Tommo, Do you think that there is a lot of calculation in music, but it is a different type of calculation? Bach's music makes an effect emotionally, but it is very calculated.
There's a certain logic to the techniques used. They are not, however *strictly* mathematical, as aesthetic considerations cannot, on the whole, be axiomatized in this sense.
As for my chunk on this talk of math revealing for us the beauty of music, I don't like that approach at all. Physical, physiological, and psychological understanding are the only ways we can learn what different sounds cause us to experience; mathematical and other logical processes can be developed in order for composers to control how to get control of certain sounds/effects &c., or maybe helping people to discover how to produce new types of sounds.
I suppose Maths has many areas of beauty. I haven't ever really got into the maths of Bach, but gut-feel tells me his beauty is in proportion. Perhaps subconsciously he was some sort of Mathematical Savant of Fibonnacci numbers, Primes, or some other series, who expressed himself in music rather than numbers....
*cough* I'm *really* skeptical about the application of these special ratios to large-scale musical forms in most cases where they're used.
Maths also has a dynamic beauty - Chaos theory and non-linear differential equations can give rise to some wonderful curves, which have movement in them. I'm thinking of things like the Lorenz attractor.
This is more an application of mathematical reasoning to the visual arts; such things are not visually in and of themselves *that* mathematical. Purer examples exist, such as all these abstract isomorphism theorems and dualities that exist.

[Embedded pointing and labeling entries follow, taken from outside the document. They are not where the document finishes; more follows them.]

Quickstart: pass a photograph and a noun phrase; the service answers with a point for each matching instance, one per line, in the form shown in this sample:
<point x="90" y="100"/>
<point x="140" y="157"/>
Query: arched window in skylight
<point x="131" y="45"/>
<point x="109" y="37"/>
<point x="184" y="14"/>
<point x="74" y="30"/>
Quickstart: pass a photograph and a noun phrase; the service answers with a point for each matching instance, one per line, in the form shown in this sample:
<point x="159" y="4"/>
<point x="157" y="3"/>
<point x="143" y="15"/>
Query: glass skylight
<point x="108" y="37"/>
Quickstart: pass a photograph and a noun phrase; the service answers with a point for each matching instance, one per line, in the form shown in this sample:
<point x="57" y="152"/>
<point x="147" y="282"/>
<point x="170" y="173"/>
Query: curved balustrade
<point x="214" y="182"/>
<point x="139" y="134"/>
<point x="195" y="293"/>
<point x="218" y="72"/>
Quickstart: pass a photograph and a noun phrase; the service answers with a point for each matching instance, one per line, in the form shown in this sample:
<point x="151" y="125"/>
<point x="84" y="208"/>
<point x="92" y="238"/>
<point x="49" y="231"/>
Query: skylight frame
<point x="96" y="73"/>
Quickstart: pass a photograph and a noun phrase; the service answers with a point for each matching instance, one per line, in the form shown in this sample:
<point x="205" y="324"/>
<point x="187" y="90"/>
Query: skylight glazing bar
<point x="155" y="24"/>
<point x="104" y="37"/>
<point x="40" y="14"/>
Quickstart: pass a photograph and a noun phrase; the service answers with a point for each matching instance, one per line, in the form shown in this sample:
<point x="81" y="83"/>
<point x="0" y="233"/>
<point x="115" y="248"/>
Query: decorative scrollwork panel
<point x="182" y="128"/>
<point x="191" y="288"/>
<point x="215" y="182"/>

I think Douglas R Hoffstadter wrote about this relationship a lot in "Godel, Escher, Bach: An Eternal Golden Braid". A long time since I read it, so I can't give more details.
Very charming book!
Ian, so far as I've seen, the book Formalized music isn't exactly bullshit from what I've seen, just, from a mathematical perspective, extremely watered-down content-wise.
I think that some of the people here talking about metmathematics are talking more about the philosophical foundations of mathematics; metamathematics, to mathematicians, is a very definite field of mathematics.
Re group theory: Xenakis used it, in Eonta and other works. Not sure about other composers.
Forte, I think, gives the most convincing applications of group theory to music; of course, this was all analytical work, and not strictly compositional. One can conceptualize strict serial music quite well via group theory, of course.
Always wondered if anyone had found a musical application for Galois theory (the thing that was once suggested to me gained its notoriety mostly because of the story of Galois dying in a duel, rather more interesting than many other mathematicians' lives!).
I can notionally think of a few ways that people might get at applications of galois theory to music...one is the way one can use it to iteratively construct solutions to construct numbers (say intervals) with certain properties, or maybe the dual theory to Galois which is all about covering spaces. I ramble. But I don't think any has tried Just Yet.